In the four days that former New York City Mayor Rudy Giuliani was treated for COVID-19 at Georgetown University Hospital last week, more than 7,000 Americans died from the disease.
Yet Giuliani, who is now President Donald Trump’s personal attorney, was healthy enough to call WABC Radio from the hospital to make an appalling assertion: “If it wasn’t me, I wouldn’t have been put in a hospital frankly.”
“Sometimes when you’re a celebrity, they’re worried if something happens to you; they’re going to examine it more carefully and do everything right,” Giuliani added, unconsciously echoing his client’s famous Access Hollywood tape assertion that “when you’re a star ... you can do anything.”

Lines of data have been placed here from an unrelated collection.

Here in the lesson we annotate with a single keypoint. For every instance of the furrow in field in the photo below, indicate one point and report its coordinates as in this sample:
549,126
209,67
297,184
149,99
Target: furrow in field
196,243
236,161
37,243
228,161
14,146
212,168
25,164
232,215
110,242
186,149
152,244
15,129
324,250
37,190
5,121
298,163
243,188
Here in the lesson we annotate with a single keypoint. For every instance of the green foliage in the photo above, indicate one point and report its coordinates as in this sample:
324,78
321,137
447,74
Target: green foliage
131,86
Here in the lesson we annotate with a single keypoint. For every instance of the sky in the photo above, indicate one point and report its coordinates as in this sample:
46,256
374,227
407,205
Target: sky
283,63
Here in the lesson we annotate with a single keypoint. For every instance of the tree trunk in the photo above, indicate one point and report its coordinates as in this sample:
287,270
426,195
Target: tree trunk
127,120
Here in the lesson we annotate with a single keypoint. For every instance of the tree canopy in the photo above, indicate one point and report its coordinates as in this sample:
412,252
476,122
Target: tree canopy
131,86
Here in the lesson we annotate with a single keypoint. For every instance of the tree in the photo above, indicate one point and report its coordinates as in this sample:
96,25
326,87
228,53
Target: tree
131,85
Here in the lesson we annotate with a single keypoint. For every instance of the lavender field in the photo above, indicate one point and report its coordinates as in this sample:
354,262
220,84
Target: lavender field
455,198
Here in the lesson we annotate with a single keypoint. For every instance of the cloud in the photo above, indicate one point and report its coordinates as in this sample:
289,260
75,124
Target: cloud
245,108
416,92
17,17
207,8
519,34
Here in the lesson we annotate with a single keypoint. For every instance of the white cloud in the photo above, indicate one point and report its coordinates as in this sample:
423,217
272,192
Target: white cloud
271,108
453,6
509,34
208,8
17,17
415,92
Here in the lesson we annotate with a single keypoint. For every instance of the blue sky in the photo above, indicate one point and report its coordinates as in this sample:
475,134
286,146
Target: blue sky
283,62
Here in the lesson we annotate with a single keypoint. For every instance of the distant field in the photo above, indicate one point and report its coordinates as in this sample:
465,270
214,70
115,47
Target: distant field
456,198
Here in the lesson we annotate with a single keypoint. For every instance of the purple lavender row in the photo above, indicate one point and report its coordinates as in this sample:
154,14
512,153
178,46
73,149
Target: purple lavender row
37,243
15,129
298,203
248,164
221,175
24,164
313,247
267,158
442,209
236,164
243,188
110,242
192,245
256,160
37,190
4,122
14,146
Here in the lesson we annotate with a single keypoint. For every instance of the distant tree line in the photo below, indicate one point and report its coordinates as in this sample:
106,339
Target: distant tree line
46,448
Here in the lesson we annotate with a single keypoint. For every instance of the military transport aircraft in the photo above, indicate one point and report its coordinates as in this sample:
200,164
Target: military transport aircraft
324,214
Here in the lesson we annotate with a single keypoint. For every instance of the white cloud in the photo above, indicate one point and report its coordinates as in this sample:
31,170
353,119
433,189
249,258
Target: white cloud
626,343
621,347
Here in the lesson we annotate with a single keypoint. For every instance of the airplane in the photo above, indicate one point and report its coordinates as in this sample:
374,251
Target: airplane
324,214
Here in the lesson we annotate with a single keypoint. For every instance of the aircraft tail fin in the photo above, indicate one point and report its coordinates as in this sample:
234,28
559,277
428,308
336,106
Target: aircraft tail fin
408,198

Life-and-death situations bring out the best in some people and the worst in others, particularly those who would emulate the men who tried to elbow aside the women and children when the Titanic was sinking and the lifeboats were filling. The coronavirus has already taken a disproportionate toll on lower-income people who can’t work from home, and blatant favoritism in treatment is a recipe for social unrest.
Giuliani, 76, said he was given the antiviral medication remdesivir, which has been in short supply in recent months, and dexamethasone, a corticosteroid. It’s unclear if he received a monoclonal antibody, which has had limited availability since the Food and Drug Administration approved it for emergency use last month.
A hospital spokeswoman, citing privacy laws in declining to discuss Giuliani’s case, told us that no patients get preferential treatment. But Giuliani isn’t the first member of Team Trump who appears to have received therapies that are largely unavailable to other mortals.
Former New Jersey Gov. Chris Christie, who was admitted to intensive care for seven days, said he was treated with remdesivir and Eli Lilly’s monoclonal antibody therapy. Last month, Housing and Urban Development Secretary Ben Carson said the president approved him to receive Regeneron Pharmaceuticals’ monoclonal antibody. And, of course, Trump himself received an experimental antibody cocktail when he was hospitalized at Walter Reed with COVID-19.
At the same time, a Center for Infectious Disease Research and Policy report cited shortages of critical drugs needed to treat COVID patients as the pandemic’s second wave began to build this fall. So, as hospitals across the country are overwhelmed with COVID patients and deaths have topped 300,000, it appears to pay to be a member of the president’s inner circle.
We’re glad that Trump and his associates recovered quickly. But the perception of VIP treatment for the rich, famous and powerful — particularly people who ostentatiously flouted health guidelines such as mask wearing — feeds public cynicism about the nation’s health care system.
The issue is especially relevant as the first round of Pfizer’s COVID-19 vaccine is distributed this week. Certain leaders and role models should get early doses as a way to build public trust. But bioethicists already have expressed concerns that doses will be siphoned to the well-to-do and the wellconnected — and away from the frontline medical workers and nursing home residents who are first in line.
Some medical institutions have set up ways to ensure that medications in short supply are distributed equitably. The New York University School of Medicine and Janssen Pharmaceuticals, for example, created a Compassionate Use Advisory Committee to review requests for experimental drugs.
But Leonard Fleck, acting director of the Center for Ethics and Humanities in the Life Sciences at Michigan State, says it largely falls on doctors and nurses to object if they think a patient is receiving special treatment because of wealth or status. That’s a difficult stand if it’s a hospital executive, a big donor or a crony of the president who’s pushing for VIP care. “It’s where moral courage comes in,” Fleck says.
With courage and trust in as short supply as monoclonal antibodies these days, it’s up to brave health care professionals to ensure that the treatment you get is based on fair criteria, not on who you know.